ですから、令和8年度は谷間と思っていただければ、ちょうど国際会議場とか北消防署が、今年度(令和7年度)末で終わりますので、ここが続いてこないということは大きいかなと思います。
主には薬科大学のキャンパス整備とか、再開発ですけれども、今後お金かかりますので、市立新大学もそうですけれども。
ですから公共投資というのは引き続き、我々「大プロ」と言っている大型のプロジェクトは引き続きあるということなので、今回減ったから、次年度も減るということではないということです。
【記者】
今後また山が来るというようなことでしょうか。
【市長】
着実に大山が来ますので、これをどう乗り越えていくかとか、少しでも平準化をさせていって、財政をしっかりと運営していくということが大事でありますので、我々としては未来にしっかり投資をすることによって、まちの価値が高まったり、人が来てくださったり、経済が活性化するということなので、これをやらないと、逆にどんどん衰退をしていくとしたときに、必要な未来への投資だということで、これからのひと時代、しっかりと投資をしてやっていきたいという考え方です。
【記者】
今回4本柱で作られているわけなのですが、4本に共通する市長の思いですとか、今回の予算全体に見て何かキャッチフレーズというか、何か付けるものがあればお願いします。
【市長】
今年度(令和7年度)のベクトルと全く一緒でございまして、私、しょっちゅうベクトルを変えるというのもおかしな話だなと思って、ある程度一定の年数・年度を継続して、このベクトルを掲げながら、やっていこうと思っております。

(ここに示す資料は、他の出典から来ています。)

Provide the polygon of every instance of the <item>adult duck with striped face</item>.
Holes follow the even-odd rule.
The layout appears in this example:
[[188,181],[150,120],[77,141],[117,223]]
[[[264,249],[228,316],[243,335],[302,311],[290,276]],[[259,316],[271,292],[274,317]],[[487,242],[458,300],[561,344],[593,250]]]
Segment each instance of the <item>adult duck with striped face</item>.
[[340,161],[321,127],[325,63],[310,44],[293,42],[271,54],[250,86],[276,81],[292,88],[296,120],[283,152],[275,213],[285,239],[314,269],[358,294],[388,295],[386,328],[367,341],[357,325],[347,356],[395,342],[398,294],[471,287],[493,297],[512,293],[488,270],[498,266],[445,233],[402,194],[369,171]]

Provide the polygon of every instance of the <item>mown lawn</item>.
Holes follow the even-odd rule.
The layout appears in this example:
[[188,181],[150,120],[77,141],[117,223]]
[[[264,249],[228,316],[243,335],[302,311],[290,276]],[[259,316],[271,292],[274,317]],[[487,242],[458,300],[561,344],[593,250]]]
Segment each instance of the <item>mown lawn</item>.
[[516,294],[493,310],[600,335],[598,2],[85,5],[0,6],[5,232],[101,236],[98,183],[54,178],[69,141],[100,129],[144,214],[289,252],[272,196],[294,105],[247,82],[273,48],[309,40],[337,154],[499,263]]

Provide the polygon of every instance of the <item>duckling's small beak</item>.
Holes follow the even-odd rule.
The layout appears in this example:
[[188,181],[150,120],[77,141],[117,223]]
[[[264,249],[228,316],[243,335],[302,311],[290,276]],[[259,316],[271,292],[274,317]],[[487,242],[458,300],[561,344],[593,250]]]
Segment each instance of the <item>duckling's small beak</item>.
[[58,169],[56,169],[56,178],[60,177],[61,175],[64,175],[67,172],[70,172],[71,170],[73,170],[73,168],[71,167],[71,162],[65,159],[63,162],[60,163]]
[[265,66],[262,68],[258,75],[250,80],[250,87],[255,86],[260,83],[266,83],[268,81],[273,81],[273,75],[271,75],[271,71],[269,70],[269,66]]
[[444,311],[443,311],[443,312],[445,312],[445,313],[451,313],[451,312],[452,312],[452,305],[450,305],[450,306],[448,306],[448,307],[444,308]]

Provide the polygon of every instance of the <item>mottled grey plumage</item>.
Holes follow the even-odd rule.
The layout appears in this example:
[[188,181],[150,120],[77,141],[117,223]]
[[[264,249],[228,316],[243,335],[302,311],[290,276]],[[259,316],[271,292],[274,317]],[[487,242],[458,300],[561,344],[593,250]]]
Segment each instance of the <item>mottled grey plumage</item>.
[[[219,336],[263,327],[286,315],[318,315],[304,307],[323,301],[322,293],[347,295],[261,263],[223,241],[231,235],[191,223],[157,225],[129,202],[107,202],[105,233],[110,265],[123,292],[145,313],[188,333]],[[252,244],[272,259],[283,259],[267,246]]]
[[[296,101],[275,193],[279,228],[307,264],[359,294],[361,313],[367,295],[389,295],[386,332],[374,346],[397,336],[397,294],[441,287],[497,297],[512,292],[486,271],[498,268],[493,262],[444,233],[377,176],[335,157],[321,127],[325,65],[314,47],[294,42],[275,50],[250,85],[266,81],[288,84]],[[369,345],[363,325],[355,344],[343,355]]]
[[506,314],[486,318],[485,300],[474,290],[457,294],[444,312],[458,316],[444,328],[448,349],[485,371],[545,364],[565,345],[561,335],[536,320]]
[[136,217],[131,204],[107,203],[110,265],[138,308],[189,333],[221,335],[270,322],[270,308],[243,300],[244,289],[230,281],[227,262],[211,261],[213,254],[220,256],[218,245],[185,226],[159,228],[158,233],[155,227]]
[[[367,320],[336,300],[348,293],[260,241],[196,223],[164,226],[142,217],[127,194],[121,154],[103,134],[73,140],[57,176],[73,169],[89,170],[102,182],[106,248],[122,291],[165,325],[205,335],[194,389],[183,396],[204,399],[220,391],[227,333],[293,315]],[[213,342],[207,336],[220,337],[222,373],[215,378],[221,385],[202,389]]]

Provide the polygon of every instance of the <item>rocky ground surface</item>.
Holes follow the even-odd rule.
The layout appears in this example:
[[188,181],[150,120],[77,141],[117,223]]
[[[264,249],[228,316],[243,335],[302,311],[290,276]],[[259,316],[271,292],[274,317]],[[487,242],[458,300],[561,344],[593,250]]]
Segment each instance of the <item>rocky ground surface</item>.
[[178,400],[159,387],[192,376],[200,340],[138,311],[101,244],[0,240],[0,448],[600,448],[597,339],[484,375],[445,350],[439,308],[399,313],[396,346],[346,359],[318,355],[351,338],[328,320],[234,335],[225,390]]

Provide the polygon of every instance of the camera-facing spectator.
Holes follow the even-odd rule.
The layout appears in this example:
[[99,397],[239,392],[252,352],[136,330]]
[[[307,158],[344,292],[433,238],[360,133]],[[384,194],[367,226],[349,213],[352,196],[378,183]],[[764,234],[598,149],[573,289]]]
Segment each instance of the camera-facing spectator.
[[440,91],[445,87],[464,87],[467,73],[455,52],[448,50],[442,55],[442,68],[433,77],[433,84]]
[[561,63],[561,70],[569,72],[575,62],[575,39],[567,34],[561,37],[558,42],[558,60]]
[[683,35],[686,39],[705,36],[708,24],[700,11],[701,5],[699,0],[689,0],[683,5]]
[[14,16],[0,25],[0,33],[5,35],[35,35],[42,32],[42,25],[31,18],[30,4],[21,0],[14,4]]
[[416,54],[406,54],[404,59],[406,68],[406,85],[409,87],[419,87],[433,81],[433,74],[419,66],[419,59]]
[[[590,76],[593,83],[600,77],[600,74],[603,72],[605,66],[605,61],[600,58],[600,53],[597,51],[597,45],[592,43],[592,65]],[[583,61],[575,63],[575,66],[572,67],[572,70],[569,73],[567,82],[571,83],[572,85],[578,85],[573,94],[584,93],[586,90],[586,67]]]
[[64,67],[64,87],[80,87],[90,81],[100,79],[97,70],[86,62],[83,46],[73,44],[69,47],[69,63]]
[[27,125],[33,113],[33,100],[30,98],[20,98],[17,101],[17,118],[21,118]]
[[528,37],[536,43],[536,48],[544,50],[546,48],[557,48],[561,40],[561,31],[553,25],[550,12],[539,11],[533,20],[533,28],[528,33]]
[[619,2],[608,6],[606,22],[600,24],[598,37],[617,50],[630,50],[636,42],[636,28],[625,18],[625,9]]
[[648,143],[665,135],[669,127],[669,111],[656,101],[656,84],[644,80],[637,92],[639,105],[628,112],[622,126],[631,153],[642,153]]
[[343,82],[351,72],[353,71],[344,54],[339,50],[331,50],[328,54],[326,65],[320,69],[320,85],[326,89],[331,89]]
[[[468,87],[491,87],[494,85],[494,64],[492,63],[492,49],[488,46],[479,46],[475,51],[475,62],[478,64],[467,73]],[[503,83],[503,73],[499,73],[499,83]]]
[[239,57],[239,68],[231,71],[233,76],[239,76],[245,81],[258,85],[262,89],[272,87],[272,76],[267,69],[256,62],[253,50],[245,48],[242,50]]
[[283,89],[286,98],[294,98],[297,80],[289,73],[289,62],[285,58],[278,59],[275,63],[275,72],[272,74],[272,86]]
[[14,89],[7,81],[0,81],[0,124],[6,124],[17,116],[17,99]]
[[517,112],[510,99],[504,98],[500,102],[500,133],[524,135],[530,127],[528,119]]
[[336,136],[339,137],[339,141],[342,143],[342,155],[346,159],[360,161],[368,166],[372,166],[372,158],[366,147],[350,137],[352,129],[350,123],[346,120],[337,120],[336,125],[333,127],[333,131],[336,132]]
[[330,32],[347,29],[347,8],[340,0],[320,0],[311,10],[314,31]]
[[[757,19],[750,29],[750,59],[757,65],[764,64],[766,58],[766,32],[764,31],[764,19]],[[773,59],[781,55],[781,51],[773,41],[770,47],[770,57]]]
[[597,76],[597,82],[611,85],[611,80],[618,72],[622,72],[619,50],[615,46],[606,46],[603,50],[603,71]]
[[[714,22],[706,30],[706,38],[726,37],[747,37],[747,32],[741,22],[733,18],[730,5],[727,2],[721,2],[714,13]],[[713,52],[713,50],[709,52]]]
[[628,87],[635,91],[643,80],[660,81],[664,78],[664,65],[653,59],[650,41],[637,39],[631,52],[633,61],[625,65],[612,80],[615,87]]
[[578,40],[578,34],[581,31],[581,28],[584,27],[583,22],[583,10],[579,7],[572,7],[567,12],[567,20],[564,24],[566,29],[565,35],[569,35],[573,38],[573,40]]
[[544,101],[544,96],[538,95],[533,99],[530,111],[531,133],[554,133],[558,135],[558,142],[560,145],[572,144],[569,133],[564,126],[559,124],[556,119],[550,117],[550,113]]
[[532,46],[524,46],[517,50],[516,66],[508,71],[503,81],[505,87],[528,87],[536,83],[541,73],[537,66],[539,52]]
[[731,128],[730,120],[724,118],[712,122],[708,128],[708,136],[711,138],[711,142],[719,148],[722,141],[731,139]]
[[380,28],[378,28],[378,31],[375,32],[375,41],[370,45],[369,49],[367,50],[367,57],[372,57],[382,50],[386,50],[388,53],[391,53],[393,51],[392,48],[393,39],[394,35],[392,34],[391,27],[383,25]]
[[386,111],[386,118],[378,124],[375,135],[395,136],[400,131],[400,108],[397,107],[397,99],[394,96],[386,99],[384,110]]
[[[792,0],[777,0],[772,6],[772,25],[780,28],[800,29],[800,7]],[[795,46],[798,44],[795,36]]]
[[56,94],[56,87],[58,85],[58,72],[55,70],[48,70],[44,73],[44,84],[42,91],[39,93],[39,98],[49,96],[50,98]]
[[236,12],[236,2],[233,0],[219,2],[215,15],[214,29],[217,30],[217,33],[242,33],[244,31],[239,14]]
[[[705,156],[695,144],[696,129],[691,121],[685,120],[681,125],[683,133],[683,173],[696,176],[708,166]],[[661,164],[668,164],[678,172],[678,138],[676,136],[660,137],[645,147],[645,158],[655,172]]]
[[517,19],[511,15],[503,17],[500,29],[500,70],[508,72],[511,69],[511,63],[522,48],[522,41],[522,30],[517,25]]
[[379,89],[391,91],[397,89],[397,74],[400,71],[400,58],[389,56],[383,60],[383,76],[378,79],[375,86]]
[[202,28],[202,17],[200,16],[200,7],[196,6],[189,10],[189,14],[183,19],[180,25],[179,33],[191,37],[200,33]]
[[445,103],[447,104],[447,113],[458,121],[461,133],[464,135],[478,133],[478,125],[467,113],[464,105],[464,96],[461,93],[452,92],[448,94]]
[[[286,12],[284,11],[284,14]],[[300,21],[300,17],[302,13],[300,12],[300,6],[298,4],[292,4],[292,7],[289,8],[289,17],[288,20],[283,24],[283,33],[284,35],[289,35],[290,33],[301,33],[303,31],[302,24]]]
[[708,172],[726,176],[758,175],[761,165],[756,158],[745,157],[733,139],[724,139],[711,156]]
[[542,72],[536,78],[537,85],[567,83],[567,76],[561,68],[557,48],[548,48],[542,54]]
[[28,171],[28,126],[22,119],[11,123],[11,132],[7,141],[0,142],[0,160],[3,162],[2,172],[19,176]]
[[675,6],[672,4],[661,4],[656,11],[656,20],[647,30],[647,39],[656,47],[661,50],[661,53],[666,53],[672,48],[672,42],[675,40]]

やはり、大きくベースにも「市民の幸せ」と書いていますけれども、こどもファーストや経済活性化、社会基盤整備、何でこれをやっているかと言ったら、実は一言で言うとここ(持続可能で幸せな市民生活)なのですよね。
私たちのまちが持続可能で、しかもまちだけではなくて市民の皆さまの生活も持続可能であって、幸せな市民生活を送っていただくために、子どもたちの様々な成長、育ちが大事ですし、経済活性化しないとまちが豊かにならないし、社会基盤を整備して未来に投資しないと、町が衰退していくと。
だから、これらをしっかりやれば、必然的に市民の皆さんの幸せに貢献できますよということなので、一言で言えと言われると、実は持続可能で幸せな市民生活を実現するために予算編成を行っているのですということです。